1.1 Introduction:
The purpose of this document is to recommend minimum standards for the forensic identification of seized drugs. It is recognized that the correct identification of a drug or chemical depends on the use of an analytical scheme based on validated methods and the competence of the analyst. This document requires the use of multiple uncorrelated techniques. It does not discourage the use of any particular method within an analytical scheme. Unique requirements in different jurisdictions may dictate practices followed by a particular laboratory.
1.2 Categorizing
Analytical Techniques:
For the purposes of this document, techniques for the analysis of drug samples may be broken down into three categories based on their discriminating power.
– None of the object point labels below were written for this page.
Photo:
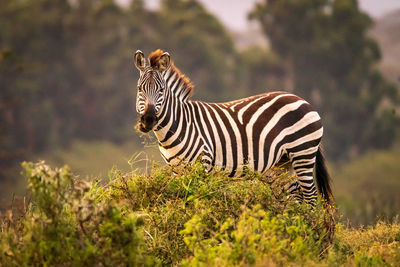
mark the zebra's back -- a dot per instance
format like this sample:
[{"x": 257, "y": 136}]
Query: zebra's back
[{"x": 257, "y": 130}]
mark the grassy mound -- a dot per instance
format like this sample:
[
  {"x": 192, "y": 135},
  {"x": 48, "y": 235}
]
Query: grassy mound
[{"x": 180, "y": 216}]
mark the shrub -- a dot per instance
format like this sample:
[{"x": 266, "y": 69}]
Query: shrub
[
  {"x": 64, "y": 225},
  {"x": 181, "y": 216}
]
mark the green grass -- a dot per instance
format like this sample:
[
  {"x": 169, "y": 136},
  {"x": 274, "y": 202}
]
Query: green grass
[
  {"x": 97, "y": 158},
  {"x": 181, "y": 216}
]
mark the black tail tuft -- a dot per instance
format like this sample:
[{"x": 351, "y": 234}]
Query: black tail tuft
[{"x": 323, "y": 178}]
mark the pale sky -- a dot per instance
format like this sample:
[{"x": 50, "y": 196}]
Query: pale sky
[{"x": 233, "y": 13}]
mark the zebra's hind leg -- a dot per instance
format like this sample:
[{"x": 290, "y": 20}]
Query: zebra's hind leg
[
  {"x": 293, "y": 190},
  {"x": 304, "y": 167}
]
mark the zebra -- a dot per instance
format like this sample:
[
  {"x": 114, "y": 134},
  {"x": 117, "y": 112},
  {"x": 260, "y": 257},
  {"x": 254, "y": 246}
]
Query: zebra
[{"x": 259, "y": 131}]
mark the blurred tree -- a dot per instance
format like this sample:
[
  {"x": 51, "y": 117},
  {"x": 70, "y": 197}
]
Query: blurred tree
[
  {"x": 200, "y": 46},
  {"x": 66, "y": 66},
  {"x": 329, "y": 59}
]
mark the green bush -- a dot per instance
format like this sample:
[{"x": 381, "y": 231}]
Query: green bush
[
  {"x": 66, "y": 225},
  {"x": 181, "y": 216}
]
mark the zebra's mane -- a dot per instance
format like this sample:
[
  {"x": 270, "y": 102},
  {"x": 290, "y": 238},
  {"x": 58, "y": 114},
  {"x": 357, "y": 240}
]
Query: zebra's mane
[{"x": 185, "y": 82}]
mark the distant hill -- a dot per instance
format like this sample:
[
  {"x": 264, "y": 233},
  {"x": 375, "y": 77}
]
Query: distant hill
[{"x": 387, "y": 32}]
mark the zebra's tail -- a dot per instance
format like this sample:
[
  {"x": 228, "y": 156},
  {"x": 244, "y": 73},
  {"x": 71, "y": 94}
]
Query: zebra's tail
[{"x": 323, "y": 178}]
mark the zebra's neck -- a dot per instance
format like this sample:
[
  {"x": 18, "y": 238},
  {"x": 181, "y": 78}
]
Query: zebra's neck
[
  {"x": 179, "y": 85},
  {"x": 175, "y": 112}
]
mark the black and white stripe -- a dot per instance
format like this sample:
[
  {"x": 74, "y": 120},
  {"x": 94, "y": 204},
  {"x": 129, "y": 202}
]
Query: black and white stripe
[{"x": 257, "y": 131}]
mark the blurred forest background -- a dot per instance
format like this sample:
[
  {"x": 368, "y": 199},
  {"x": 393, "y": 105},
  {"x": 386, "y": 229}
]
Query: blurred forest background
[{"x": 67, "y": 83}]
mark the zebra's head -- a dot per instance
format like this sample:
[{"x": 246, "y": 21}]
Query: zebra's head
[{"x": 151, "y": 87}]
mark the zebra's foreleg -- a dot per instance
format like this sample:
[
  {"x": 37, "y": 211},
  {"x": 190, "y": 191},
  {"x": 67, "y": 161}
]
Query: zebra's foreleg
[{"x": 304, "y": 171}]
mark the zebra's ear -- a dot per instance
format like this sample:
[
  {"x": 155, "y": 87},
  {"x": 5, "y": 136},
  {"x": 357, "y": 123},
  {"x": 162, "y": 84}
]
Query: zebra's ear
[
  {"x": 164, "y": 62},
  {"x": 140, "y": 61}
]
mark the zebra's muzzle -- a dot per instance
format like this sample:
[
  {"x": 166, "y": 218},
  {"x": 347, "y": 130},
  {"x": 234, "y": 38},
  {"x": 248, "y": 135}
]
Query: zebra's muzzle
[{"x": 148, "y": 121}]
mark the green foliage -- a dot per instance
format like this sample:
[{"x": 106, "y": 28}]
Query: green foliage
[
  {"x": 66, "y": 67},
  {"x": 367, "y": 188},
  {"x": 65, "y": 225},
  {"x": 329, "y": 60},
  {"x": 181, "y": 216}
]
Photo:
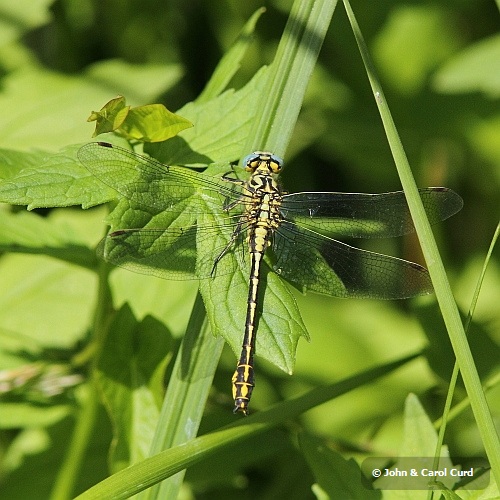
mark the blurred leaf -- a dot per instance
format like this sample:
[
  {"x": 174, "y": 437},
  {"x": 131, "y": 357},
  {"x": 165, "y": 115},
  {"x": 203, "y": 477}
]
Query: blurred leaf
[
  {"x": 221, "y": 127},
  {"x": 153, "y": 123},
  {"x": 37, "y": 453},
  {"x": 474, "y": 69},
  {"x": 45, "y": 300},
  {"x": 19, "y": 415},
  {"x": 414, "y": 41},
  {"x": 130, "y": 373},
  {"x": 231, "y": 61},
  {"x": 149, "y": 123},
  {"x": 57, "y": 180},
  {"x": 336, "y": 476},
  {"x": 29, "y": 233},
  {"x": 139, "y": 82},
  {"x": 52, "y": 112},
  {"x": 16, "y": 18}
]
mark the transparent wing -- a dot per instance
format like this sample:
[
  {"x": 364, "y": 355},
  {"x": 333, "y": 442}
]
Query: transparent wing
[
  {"x": 360, "y": 215},
  {"x": 320, "y": 264},
  {"x": 145, "y": 182},
  {"x": 192, "y": 252}
]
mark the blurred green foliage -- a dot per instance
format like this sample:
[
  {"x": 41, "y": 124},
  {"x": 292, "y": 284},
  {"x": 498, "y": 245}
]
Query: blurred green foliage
[{"x": 439, "y": 63}]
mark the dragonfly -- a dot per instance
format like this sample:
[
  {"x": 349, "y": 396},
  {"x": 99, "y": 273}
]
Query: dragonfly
[{"x": 256, "y": 225}]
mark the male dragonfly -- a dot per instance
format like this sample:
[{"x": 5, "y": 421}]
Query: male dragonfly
[{"x": 256, "y": 218}]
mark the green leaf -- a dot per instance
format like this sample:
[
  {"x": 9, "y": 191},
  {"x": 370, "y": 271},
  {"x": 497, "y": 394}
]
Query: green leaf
[
  {"x": 110, "y": 117},
  {"x": 52, "y": 111},
  {"x": 152, "y": 123},
  {"x": 231, "y": 61},
  {"x": 336, "y": 476},
  {"x": 58, "y": 180},
  {"x": 221, "y": 127},
  {"x": 30, "y": 233},
  {"x": 475, "y": 69},
  {"x": 16, "y": 18},
  {"x": 130, "y": 370}
]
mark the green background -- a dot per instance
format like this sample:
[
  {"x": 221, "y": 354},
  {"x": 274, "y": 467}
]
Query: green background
[{"x": 439, "y": 63}]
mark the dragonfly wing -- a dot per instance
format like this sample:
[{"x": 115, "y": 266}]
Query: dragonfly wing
[
  {"x": 176, "y": 253},
  {"x": 146, "y": 182},
  {"x": 320, "y": 264},
  {"x": 360, "y": 215}
]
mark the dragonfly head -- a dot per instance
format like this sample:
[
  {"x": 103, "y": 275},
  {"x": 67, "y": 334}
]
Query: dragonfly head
[{"x": 263, "y": 161}]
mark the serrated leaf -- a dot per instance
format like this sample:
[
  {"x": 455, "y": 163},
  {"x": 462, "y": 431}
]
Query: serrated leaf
[
  {"x": 231, "y": 61},
  {"x": 49, "y": 109},
  {"x": 132, "y": 362},
  {"x": 221, "y": 127},
  {"x": 110, "y": 117},
  {"x": 29, "y": 233},
  {"x": 57, "y": 180},
  {"x": 152, "y": 123}
]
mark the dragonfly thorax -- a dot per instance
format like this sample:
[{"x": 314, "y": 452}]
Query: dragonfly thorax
[{"x": 263, "y": 162}]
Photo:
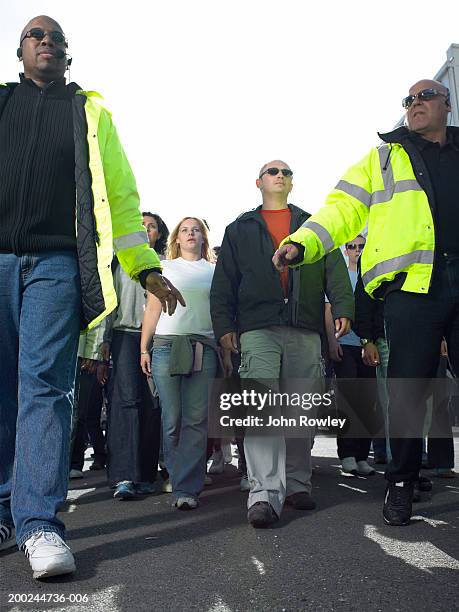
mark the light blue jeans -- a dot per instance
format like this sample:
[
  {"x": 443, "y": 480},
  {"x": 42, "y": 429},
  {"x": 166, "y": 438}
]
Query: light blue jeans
[
  {"x": 184, "y": 403},
  {"x": 39, "y": 327}
]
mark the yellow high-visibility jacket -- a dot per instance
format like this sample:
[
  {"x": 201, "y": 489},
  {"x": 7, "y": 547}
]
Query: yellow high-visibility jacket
[
  {"x": 391, "y": 190},
  {"x": 107, "y": 206}
]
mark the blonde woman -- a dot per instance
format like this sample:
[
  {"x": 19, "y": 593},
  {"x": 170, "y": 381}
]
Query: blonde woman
[{"x": 184, "y": 359}]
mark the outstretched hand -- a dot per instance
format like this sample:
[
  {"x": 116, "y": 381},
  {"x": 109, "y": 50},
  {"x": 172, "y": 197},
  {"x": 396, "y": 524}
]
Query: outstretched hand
[
  {"x": 284, "y": 256},
  {"x": 164, "y": 290}
]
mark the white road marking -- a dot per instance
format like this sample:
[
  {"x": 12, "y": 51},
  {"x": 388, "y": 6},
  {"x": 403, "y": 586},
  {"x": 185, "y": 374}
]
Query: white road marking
[
  {"x": 429, "y": 521},
  {"x": 101, "y": 601},
  {"x": 259, "y": 565},
  {"x": 421, "y": 555},
  {"x": 220, "y": 606},
  {"x": 76, "y": 493},
  {"x": 340, "y": 484}
]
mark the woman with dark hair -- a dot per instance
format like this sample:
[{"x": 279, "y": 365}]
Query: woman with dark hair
[{"x": 157, "y": 231}]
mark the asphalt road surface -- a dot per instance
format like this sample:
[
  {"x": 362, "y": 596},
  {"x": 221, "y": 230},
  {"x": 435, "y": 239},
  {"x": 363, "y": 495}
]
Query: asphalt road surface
[{"x": 145, "y": 555}]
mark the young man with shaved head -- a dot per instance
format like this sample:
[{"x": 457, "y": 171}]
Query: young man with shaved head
[
  {"x": 279, "y": 320},
  {"x": 67, "y": 198},
  {"x": 407, "y": 190}
]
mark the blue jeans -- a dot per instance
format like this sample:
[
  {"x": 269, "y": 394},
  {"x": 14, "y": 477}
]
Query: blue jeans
[
  {"x": 40, "y": 302},
  {"x": 184, "y": 402}
]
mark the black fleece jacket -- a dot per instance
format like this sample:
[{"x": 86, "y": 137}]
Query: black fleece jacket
[
  {"x": 37, "y": 168},
  {"x": 246, "y": 291}
]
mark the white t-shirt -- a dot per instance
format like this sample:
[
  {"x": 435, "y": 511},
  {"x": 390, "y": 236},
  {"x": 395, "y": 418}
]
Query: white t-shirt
[{"x": 193, "y": 279}]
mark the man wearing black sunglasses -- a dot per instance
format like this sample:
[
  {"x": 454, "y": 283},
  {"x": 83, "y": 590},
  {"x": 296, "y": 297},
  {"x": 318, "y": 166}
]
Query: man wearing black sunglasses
[
  {"x": 279, "y": 319},
  {"x": 67, "y": 199},
  {"x": 408, "y": 191}
]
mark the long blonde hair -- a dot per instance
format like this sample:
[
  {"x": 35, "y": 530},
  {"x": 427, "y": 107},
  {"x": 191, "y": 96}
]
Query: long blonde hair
[{"x": 173, "y": 249}]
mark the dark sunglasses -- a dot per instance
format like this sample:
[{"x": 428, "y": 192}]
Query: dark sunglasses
[
  {"x": 425, "y": 95},
  {"x": 39, "y": 34},
  {"x": 275, "y": 172}
]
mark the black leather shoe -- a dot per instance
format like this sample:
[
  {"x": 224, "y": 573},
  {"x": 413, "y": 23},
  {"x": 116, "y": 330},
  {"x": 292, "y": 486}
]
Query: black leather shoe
[
  {"x": 261, "y": 514},
  {"x": 301, "y": 501},
  {"x": 398, "y": 503},
  {"x": 425, "y": 484}
]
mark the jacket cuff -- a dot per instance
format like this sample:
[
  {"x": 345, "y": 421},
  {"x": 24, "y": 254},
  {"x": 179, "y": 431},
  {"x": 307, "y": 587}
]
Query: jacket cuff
[
  {"x": 143, "y": 276},
  {"x": 299, "y": 259}
]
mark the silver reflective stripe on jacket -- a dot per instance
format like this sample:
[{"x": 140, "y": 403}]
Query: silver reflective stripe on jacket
[
  {"x": 396, "y": 264},
  {"x": 129, "y": 240},
  {"x": 390, "y": 185}
]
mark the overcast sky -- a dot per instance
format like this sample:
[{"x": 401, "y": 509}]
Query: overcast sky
[{"x": 204, "y": 92}]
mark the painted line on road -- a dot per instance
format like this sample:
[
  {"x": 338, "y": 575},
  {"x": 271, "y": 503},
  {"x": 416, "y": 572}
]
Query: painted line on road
[
  {"x": 421, "y": 555},
  {"x": 429, "y": 521},
  {"x": 74, "y": 494},
  {"x": 341, "y": 484},
  {"x": 220, "y": 606},
  {"x": 259, "y": 565}
]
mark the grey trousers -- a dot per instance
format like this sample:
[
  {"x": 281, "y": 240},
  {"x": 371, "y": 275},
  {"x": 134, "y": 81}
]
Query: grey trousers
[{"x": 277, "y": 465}]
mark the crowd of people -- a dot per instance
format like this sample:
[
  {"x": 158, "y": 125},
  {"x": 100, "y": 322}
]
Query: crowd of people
[{"x": 164, "y": 316}]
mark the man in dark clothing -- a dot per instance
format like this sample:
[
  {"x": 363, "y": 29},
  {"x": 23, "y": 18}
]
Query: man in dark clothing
[
  {"x": 279, "y": 319},
  {"x": 67, "y": 198}
]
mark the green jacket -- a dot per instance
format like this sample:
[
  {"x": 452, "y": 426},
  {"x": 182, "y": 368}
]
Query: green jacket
[{"x": 107, "y": 206}]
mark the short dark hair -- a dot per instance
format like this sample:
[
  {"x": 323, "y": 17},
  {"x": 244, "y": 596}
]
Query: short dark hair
[{"x": 161, "y": 243}]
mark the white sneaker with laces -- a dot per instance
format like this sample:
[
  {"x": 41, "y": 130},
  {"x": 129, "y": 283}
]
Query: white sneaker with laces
[
  {"x": 363, "y": 469},
  {"x": 48, "y": 555},
  {"x": 7, "y": 537}
]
Table 1 lists examples of such techniques, listed in order of decreasing discriminating power from A to C:
|
|
|
|
| Infrared Spectrophotometry | Capillary Electrophoresis | Color Tests |
| Mass Spectroscopy | Gas Chromatography | Fluorescence Spectroscopy |
| Near Infrared Spectrophotometry | Ion Mobility Spectrometry | Immunoassay |
| Nuclear Magnetic Resonance Spectroscopy | Liquid Chromatography | Melting Point |
| Raman Spectroscopy | Microcrystalline Tests | Ultraviolet Spectrophotometry |
| Pharmaceutical Identifiers | ||
| Thin Layer Chromatography | ||
| Cannabis
only:
Macroscopic Examination Microscopic Examination (Counts as one each) |
1.3 Recommended Practices:
SWGDRUG recommends that laboratories adhere to the following minimum standards:
1.3.1 When a Category A technique is incorporated into an analytical scheme, then at least one other technique (from either Category A, B or C) must be used. This combination must identify the specific drug present and must preclude a false positive identification. When sample size allows, the second technique should be applied on a separate sampling, for quality assurance reasons. When sample size is limited, additional measures should be taken to assure that the results correspond to the correct sample. All Category A techniques must have data that are reviewable.1.3.2 When a Category A technique is not used, then at least three different validated methods must be employed. These in combination must demonstrate the identity of the specific drug present and must preclude a false positive identification. Two of the three methods must be based on uncorrelated techniques from Category B. All Category B techniques must have reviewable data. A minimum of two separate samplings should be used in these three tests.
1.3.3. For the use of any method to be considered of value, the test must be considered “positive.” While “negative” tests provide useful information for ruling out the presence of a particular drug or drug class, these results have no value toward establishing the forensic identification of a drug.
1.3.4. In cases where hyphenated techniques are used (e.g. gas chromatography-mass spectrometry, liquid chromatography- ultraviolet spectrophotometry), they will be considered as separate techniques provided that the results from each are used.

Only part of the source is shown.